Mon écriture ralentit un peu, mais c'est juste le temps que je trouve ce que je cherche, et puis, j'ai quand même plusieurs chapitres d'avance, je ne pense pas que vous remarquiez quoi que ce soit.
Oh! Je ne vous ai pas remercié au dernier chapitre! Je remercie tout le monde qui me lit, tout le monde qui me mettent en follow ou en favorite, je remercie particulièrement ceux qui me reviews, que ce soit régulièrement, une fois de temps en temps ou même une seule fois! Tout cela compte beaucoup pour moi ^-^ Je vous aime! Tous!
Bonne lecture! ^-^
P.S. Je ne suis pas César, je tiens donc à souligner que tout ce qui appartient J. K. Rowling lui appartient, le prénom de Nagini ne m'appartient pas, évidemment, mais le reste de sa personne, si. Le scénario de cette histoire provient de ma propre tête, mais j'ai sûrement dû m'inspirer des autres histoires pour en avoir l'idée.
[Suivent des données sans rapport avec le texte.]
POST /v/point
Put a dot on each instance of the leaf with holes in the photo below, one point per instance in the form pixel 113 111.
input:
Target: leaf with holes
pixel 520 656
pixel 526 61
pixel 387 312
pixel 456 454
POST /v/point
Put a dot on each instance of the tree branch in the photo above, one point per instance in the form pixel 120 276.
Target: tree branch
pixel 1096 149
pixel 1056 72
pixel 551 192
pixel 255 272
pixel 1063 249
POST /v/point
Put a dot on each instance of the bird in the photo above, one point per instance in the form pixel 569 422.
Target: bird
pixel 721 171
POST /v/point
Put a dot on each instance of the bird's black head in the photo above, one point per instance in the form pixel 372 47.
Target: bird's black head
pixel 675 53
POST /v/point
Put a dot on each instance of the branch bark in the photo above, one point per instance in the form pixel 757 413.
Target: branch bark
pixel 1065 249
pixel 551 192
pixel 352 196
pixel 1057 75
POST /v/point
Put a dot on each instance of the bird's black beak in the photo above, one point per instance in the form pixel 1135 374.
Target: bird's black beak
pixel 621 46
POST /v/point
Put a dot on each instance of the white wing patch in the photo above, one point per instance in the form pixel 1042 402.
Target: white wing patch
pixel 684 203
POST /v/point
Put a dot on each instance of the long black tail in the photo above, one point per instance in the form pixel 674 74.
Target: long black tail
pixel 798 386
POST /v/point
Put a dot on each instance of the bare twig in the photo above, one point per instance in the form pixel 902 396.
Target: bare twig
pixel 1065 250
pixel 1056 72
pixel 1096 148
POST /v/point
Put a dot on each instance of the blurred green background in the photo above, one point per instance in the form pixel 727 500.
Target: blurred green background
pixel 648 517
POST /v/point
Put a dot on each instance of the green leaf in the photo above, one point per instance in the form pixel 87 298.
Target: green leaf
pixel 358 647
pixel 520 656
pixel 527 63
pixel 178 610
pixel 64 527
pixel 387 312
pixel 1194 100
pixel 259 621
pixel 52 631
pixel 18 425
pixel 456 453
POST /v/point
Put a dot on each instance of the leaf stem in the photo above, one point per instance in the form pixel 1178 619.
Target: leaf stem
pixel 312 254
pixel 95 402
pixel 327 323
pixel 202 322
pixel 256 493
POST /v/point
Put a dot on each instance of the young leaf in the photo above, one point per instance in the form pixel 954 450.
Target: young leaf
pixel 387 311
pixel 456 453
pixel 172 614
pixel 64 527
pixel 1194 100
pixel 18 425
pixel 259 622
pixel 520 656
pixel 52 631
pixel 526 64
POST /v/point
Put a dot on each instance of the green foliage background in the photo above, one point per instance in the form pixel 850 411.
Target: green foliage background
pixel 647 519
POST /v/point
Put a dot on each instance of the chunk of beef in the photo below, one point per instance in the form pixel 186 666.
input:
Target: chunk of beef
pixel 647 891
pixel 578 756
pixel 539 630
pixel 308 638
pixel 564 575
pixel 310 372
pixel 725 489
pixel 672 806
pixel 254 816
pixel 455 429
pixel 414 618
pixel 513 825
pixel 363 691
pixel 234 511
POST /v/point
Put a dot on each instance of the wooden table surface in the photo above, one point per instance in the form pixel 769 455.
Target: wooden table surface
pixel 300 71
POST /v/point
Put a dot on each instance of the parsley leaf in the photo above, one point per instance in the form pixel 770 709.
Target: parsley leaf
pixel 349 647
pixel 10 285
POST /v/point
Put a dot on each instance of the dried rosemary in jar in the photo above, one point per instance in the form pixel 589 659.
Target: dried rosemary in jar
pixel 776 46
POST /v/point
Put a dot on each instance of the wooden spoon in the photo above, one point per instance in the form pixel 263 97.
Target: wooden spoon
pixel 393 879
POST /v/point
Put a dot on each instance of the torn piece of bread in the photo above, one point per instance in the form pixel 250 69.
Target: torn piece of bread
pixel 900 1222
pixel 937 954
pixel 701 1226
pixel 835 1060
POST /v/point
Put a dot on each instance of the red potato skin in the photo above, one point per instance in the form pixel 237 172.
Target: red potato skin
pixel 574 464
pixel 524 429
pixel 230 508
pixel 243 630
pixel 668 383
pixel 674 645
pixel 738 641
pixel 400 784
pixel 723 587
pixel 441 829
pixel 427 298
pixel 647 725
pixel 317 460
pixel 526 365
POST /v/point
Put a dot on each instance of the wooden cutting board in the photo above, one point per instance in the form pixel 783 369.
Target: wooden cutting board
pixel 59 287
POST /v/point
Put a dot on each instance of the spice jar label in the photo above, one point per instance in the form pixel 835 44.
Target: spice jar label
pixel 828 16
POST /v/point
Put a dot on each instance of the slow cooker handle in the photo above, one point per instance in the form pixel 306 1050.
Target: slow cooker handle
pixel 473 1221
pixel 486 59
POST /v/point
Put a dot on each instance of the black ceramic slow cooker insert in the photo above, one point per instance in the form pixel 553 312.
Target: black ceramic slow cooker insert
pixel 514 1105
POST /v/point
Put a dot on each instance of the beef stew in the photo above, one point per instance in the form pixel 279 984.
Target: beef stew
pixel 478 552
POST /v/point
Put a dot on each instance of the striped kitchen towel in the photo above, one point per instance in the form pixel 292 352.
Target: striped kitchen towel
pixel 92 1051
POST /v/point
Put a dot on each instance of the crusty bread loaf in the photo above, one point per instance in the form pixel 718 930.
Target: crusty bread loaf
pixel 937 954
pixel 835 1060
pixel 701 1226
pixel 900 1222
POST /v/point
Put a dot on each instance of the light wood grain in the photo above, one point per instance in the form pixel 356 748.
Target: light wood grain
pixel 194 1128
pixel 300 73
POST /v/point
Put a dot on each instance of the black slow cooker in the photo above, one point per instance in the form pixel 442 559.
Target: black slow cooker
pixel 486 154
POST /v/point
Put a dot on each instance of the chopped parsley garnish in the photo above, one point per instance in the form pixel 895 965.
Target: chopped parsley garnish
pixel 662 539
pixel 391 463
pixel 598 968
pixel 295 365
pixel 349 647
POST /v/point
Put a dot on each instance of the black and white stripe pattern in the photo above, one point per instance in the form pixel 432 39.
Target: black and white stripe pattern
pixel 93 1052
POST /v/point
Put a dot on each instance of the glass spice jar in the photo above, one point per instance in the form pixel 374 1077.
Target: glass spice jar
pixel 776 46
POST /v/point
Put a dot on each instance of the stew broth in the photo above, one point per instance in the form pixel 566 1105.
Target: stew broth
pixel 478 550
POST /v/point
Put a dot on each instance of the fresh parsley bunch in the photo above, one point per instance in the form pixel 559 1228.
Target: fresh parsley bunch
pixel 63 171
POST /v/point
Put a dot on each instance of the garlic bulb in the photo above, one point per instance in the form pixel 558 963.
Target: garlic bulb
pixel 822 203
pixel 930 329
CHAPITRE 58 : Tous les chemins mènent à Rome, il y en a seulement des plus longs que d'autres
Un bref courant d'air me chatouilla l'oreille et je me relevai d'un bond. J'avais commencé à m'assoupir sur la roche dans la cour de Tom où nous avions décidé d'étudier, comme bien des fois. Nous avions fais du vélo toute l'avant-midi, mais rendu en après-midi, il n'était pas rare de nous voir dans sa cour. Monsieur était pratiquement en train de siffler innocemment en lisant de manière concentré son ouvrage. Il eut même la culot de lever un sourcil vers moi pour me demander ce qui venait de me prendre, mais son sourire, lui, ne mentait pas. C'est lui qui m'avait soufflé dans l'oreille! J'en étais sûre! Et pourquoi me jouer de tels tours? Ma pauvre oreille était dérangée, troublée par son action.
Je retournai à la lecture de mon propre bouquin. J'avais pris beaucoup de retard dernièrement, avec le latin en premier, ensuite avec mon différent avec Tom et pour finir avec le mariage… je n'avais pas eu beaucoup de temps pour poursuivre les matières vues à Poudlard. J'avais préparé tout un horaire pour rattraper mon retard et de pouvoir étudier, d'ici la fin de la prochaine année scolaire, au « même rythme » que Tom. Un peu moins de trois années scolaire en une. Bon, il faut rappeler que je n'étudiais que le théorique et que mon horaire était… serrée. Je me laissais plus de liberté cet été car je voulais profiter au maximum de la présence de Tom, mais après, je serais tous les jours de la semaine à la bibliothèque, et la fin de semaine je prendrais une pause.
– Nana, ça fait trois fois que je lis ce livre, se plaint Tom d'un ton indifférent.
Il affectionnait vraiment beaucoup mon surnom.
– Lis-en un autre. Tu n'as pas des devoirs à faire?
– Finis, me répondit-il en tournant une page de son livre nonchalamment.
– Dis-moi plutôt ce que tu veux, que je puisse retourner étudier, lui répliquai-je.
– On dirait presque un défi que tu me lances.
– Ce n'est pas un défi.
– Oui, tu dis que tu es prête à entendre n'importe quoi et tu me dis de te tester.
J'éclater de rire, me demandant où il avait pu pêcher une telle chose, mais avec quelqu'un d'aussi taquin que lui, ce n'était pas si surprenant.
– Je ne te mettais pas au défi mais tu me donnes presque le goût de le faire.
Il avait un immense sourire et les yeux brillants, il commençait à avoir son air de prédateur.
– Qu'est-ce que tu mijotes?, lui demandai-je alors que je sentais l'adrénaline être pompée dans mon sang par ce que son visage me promettait.
– Moi? Rien, voyons. Qu'est-ce que je pourrais être en train de manigancer qui te concerne? N'est-ce pas? Je pourrais jamais être en train de faire un plan te concernant, me dit-il amusé et avec une mauvaise foi évidente.
– Tom, que manigances-tu?, lui demandai-je tout aussi amusée que lui.
– Nah nah, Nana, ce n'est pas encore le temps. Patience, précisa-t-il en replaçant une mèche derrière mon oreille et me faisant rougir, c'est comme le bon vin, il faut savoir attendre et le boire à point.
Je le regardai un moment, me demandant ce qu'il cachait me concernant derrière ces jolies yeux verts, mais je ne trouvais pas.
– Et combien de temps devrais-je attendre?
– Jusqu'au moment où tu ne saches plus attendre ou au moment où j'aurai assez attendu.
– Ça veut rien dire ce que tu racontes… Rien de plus en tout cas…
Il retourna à son livre, un sourire moqueur et satisfait aux lèvres. Je retournai à mon propre livre, me demandant ce qu'il avait bien pu vouloir dire.